Escolas cívico-militares e a antieducação
Diz-se que as nossas tragédias, individuais e coletivas, têm efeito pedagógico, ou seja, que se alguma serventia têm, é a de nos ensinar como proceder ou não dali por diante. É desanimador ver que a experiência desastrosa com um governo militarizado, pouco ou nada nos ensinou. Um governo que planejou e executou atos golpistas, a ponto de haver minutado o texto de uma ruptura institucional, tudo com o apoio explícito de militares, inclusive das mais altas patentes.
A relação visceral entre as forças armadas e o bolsonarismo, que quase solapou a democracia, fomentou discussões sobre a necessária revisão do currículo das academias militares. Está muito claro que a formação acadêmica nas forças armadas, longe de fomentar princípios republicanos, são perpetuadoras de ideias de extrema direita que colocam em risco o estado democrático de direito.
A perspectiva de revisão curricular das academias militares “subiu no telhado”: não veio e, ao que parece, está cada vez mais distante. Não bastasse isto, o que temos é o avanço das tais escolas “cívico-militares”.
Vejo, assombrado, a expansão desse modelo de escolas. Para mim, claramente uma das estratégias de avanço dos fascistas sobre mentes e corpos; neste caso, de crianças e adolescentes, em um movimento que é seminal, gerador de um processo de atraso da pedagogia do aprendizado libertador do conhecimento.
A imposição desse “modelo” de educação é grave. Digo imposição, porque esse sistema vai acabar por engolir as escolas como conhecemos hoje. Já há relatos de famílias que não conseguem optar por outro modelo de escola.
No Paraná e em São Paulo essas escolas já são uma realidade, se encontram em franca expansão e vão atingir preferencialmente as famílias mais pobres e carentes. Tudo sob a falácia da excelência do ensino – que as estatísticas desmentem, já que nem de longe as escolas militarizadas alcançam os melhores resultados no ENEM. Não poderia ser diferente, já esse modelo de “educação” rejeita e pune qualquer construção crítica, tudo em nome da disciplina e da obediência. Ou seja, o que se pretende ali são alunos alienados, moldados para a negação da vontade individual. O efeito disso será o surgimento de uma legião de jovens doutrinados, fanatizados e intolerantes à diferença. E diga-se, tudo isto a um custo muito maior aos cofres públicos do que qualquer outro modelo de escola.

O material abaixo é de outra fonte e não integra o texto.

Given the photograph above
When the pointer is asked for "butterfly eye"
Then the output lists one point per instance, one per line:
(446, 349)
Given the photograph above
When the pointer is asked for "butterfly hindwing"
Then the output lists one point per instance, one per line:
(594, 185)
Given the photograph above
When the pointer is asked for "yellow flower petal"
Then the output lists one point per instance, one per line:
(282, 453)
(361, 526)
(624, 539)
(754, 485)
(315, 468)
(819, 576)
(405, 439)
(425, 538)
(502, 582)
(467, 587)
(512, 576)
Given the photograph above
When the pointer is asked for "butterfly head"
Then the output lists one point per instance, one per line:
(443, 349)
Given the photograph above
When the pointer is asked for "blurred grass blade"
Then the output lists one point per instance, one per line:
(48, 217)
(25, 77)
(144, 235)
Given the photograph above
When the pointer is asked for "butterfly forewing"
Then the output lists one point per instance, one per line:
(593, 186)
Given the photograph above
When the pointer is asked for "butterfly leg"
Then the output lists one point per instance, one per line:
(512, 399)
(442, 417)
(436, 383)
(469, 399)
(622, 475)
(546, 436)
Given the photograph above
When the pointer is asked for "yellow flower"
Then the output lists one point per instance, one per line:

Mesmo sem apoio do governo federal, o Programa Nacional das Escolas “Cívico-Militares”, criado no governo passado, avança nos estados bolsonaristas. Na semana passada, a Assembleia Legislativa de São Paulo aprovou a lei que implementa a criação de 100 dessas escolas. E o prefeito Ricardo Nunes, em plena campanha de reeleição, já prometeu a expansão desse modelo na capital paulista.
Não posso deixar de destacar, caro leitor, que os políticos de direita e extrema-direita, principalmente dos estados do sul e sudeste do país, usam esses projetos pra se capitalizar num tema que mobiliza os afetos das pessoas: a perspectiva de ordem, numa realidade de disrupção. Ou seja: o mundo está em convulsão, os “valores tradicionais” valem cada dia menos, para o terror dos conservadores e a “solução” apresentada é uma antieducação baseada na disciplina cega, que mata o pensamento, fomenta o autoritarismo e cria “corpos dóceis” aos interesses antidemocráticos. Pelo que vemos, esse discurso cola. Infelizmente.
A militarização da educação é uma receita de sucesso para que a extrema-direita se capitalize politicamente. Some-se tudo isso ao discurso de segurança pública que, segundo as pesquisas, é o tema que mais preocupa o brasileiro. Mais que saúde, mesmo após os anos de pandemia; mais do que o meio ambiente, mesmo em meio a catástrofes climáticas escancaradas diante de nós; mais do que emprego e renda. Eis a nossa distopia cotidiana.
O tema da militarização da educação é sensível, é urgente e merece ser debatido com a seriedade necessária.